I'll admit: There's a case to be made that we're the ones actually fucking up the deer, and not the other way around. After all, we're the species who knocked down trees and paved the ground with asphalt. That's a fair point. But it's us or the deer, man. Do whatever you like, but I'm choosing us. I suggest you do the same while the numbers are still on our side. That may not be for too much longer.
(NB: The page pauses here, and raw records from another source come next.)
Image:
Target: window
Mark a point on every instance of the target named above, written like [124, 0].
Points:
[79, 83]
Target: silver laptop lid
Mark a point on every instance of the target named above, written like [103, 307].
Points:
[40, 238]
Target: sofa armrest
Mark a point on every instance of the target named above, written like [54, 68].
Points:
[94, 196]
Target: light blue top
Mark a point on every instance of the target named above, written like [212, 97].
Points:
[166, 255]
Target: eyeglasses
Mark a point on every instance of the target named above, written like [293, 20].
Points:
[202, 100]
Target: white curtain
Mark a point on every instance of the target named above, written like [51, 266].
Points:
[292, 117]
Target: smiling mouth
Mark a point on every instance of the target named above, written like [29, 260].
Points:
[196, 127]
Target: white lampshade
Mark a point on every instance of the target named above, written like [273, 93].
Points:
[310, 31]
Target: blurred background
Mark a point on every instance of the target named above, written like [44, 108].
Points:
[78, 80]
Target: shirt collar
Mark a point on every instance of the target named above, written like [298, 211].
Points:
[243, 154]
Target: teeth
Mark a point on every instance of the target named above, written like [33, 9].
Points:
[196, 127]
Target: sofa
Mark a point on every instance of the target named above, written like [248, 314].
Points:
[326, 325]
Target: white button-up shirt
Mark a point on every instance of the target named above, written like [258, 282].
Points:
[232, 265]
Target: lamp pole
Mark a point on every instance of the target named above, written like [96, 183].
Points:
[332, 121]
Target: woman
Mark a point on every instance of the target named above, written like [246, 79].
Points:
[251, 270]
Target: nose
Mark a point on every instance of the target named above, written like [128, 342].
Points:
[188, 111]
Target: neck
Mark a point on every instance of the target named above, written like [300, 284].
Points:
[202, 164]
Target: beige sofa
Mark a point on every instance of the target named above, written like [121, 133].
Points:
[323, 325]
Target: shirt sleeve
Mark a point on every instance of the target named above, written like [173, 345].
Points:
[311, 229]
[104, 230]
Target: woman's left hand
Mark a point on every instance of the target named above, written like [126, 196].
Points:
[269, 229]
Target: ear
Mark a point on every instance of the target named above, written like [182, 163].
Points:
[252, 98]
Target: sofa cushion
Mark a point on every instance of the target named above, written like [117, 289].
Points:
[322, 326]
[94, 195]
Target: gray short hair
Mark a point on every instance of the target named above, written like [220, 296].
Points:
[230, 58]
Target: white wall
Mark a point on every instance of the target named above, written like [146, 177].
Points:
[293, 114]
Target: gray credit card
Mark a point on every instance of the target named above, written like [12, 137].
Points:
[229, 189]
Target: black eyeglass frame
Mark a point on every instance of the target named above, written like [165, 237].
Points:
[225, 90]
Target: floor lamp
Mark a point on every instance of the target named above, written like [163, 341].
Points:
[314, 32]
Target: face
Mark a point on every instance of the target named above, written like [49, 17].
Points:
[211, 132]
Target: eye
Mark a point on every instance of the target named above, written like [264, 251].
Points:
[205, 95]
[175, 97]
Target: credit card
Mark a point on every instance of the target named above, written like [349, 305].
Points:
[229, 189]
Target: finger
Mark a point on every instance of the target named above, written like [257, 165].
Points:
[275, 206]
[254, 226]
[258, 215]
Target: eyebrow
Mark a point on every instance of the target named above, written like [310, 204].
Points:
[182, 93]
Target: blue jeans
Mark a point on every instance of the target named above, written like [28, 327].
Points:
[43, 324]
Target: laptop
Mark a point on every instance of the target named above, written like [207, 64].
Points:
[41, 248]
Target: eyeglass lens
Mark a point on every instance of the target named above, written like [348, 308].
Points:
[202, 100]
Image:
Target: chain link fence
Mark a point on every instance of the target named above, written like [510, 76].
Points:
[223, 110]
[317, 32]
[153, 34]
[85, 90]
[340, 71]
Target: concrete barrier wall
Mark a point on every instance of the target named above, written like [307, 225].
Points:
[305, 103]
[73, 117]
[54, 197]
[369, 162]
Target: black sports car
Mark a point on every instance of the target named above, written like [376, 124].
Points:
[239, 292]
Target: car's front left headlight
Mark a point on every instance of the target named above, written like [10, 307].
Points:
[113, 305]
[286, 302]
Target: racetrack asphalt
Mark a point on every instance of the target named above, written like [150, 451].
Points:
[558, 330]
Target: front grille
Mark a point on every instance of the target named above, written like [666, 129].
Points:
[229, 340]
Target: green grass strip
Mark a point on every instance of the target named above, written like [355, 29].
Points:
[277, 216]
It's estimated there are around 30 million deer in the United States, which is around 30 million too many. They have a propensity to reproduce at an unreal pace; in 2013, people were asking if they were a bigger threat to eastern forests than climate change, and while Scientific American admits that the "rebound of white-tailed deer" is "one of the nation's greatest conservation success stories" (there are close to 20 million total), their abundance can be a cause for concern for "humans, other wildlife, and even for the deer themselves, who must compete for dwindling forage source." (They can damage agricultural crops as well.)
They also spread Lyme disease, of course, which is once again raging in the Northeast; there are 30,000 cases of the disease reported by the Centers of Disease control annually, "making it the most commonly reported vector-borne illness in the United States." Lyme is awful and miserable, and causes ungodly bouts of fever, fatigue, and joint and muscle stiffening and swelling. (When the singer Daryl Hall contracted it in 2005, he went on The Howard Stern Show and, not jokingly, said, "Kill all the fuckin' deer!") It ruins lives. And it wouldn't be the problem it is if it weren't for fucking deer. If that's not enough to piss you off, consider this: Your dog can get it, too.
No matter where you find yourself in the US, they're a scourge. This year alone, cars and deer have collided on our nation's highways and roads some 1.33 million times. In West Virginia, from July 1, 2017, to June 30 of this year, an average of one out of 46 drivers there hit a damn deer. And that's even in the midst of a 2017 hunting season that saw the state kill 108,160 of the things, these cockroaches of the woods. In my home state of Jersey, drivers fare a bit better, but the number is still an unacceptable one in 232. One of every 173 Vermonters can expect to hit them as well, and the Vermont Fish and Wildlife officials say, in the autumn months, the chances of slamming into one on the street doubles. An average encounter on the road with a deer costs drivers $4,341 in damages and repairs.
I have no idea how much it cost to fix my mother's Honda. Somehow, on that fateful afternoon, it wasn't totaled. A tow truck driver brought it to his shop, and we rented a Ford Fusion and eventually made it to Beantown. Because we were too distracted with the fact that we almost died, when we went to retrieve it, we didn't notice the guy had stolen the tires and replaced them with spares until we returned home.
I've forgiven him, though. Because I've always blamed the deer.